The Unspeakable

Do you have a place where you can speak the unspeakable?

I ask because there are chambers inside all of us, dark, secret vaults where we lock the memories that cut too deeply to touch. Where do you take your battles, the near-unendurable heaviness of a mind turned against itself? Do you wander through the hollow rooms of your past, where your own reflection refuses to meet your gaze, afraid of what it might reveal?

I grew up in a house where silence was louder than any scream. Where love, if you could call it that, came twisted, like a vine wrapped tight around my throat. But no one tells you that you can drown in love too, suffocate under the weight of what should have been safe. How do you speak of a childhood where you were the ghost in your own home, where the hand that should have held you was the one that bruised you instead?

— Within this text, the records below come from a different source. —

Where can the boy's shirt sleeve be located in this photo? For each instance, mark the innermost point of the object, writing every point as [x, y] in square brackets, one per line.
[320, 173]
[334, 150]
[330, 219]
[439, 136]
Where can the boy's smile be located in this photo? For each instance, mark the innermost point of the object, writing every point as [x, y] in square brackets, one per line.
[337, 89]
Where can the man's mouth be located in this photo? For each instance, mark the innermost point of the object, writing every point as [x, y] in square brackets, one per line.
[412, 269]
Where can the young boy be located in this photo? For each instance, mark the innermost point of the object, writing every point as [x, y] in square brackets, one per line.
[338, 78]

There are things I have buried so deep I forget where the bodies lie. But they surface in dreams, in moments I can’t control—like shadows that crawl under my skin. Is there a place for those stories? A room where you can strip yourself bare and stand before the world, raw and ugly, and not be told to put yourself back together for their comfort?

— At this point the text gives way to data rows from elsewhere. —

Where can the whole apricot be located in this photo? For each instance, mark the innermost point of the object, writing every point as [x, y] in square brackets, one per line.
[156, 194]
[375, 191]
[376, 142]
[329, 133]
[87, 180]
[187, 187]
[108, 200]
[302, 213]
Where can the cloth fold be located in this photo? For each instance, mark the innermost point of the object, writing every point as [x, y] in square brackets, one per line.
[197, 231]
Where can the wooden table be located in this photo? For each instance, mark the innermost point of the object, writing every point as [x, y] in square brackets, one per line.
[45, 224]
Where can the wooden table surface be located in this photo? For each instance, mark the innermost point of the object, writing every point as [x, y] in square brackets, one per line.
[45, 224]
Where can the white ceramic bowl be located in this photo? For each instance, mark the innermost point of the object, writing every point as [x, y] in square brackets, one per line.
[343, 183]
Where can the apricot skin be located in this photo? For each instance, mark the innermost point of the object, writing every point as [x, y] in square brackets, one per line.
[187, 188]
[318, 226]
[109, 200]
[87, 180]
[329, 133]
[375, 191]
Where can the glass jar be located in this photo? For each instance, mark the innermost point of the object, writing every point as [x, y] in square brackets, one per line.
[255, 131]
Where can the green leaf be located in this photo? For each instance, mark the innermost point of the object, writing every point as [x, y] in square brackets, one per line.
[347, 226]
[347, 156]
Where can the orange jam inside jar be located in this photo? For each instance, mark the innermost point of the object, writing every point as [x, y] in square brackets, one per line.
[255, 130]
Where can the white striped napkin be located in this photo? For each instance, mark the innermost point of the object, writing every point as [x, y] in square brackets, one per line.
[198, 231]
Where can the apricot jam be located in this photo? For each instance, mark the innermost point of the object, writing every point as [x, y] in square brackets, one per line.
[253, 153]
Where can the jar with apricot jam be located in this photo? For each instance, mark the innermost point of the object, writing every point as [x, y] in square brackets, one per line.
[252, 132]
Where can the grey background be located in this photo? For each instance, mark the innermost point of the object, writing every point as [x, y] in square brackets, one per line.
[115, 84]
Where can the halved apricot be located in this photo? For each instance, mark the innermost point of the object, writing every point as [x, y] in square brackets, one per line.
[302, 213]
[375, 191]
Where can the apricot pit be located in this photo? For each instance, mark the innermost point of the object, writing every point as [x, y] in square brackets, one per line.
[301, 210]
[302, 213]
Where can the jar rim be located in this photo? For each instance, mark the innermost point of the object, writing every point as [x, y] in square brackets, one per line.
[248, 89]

I don’t know if I have that place. 

Maybe we carve it out, word by word, scream by scream, shaping our own sanctuary from the chaos. Maybe we never find it, and the unspeakable stays locked behind our ribs, a prison made of flesh and bone. 

But still, I write—because silence has never been salvation. I pray and I don’t stop. I never give up. 

Have you found your place? Or are you still searching, like me?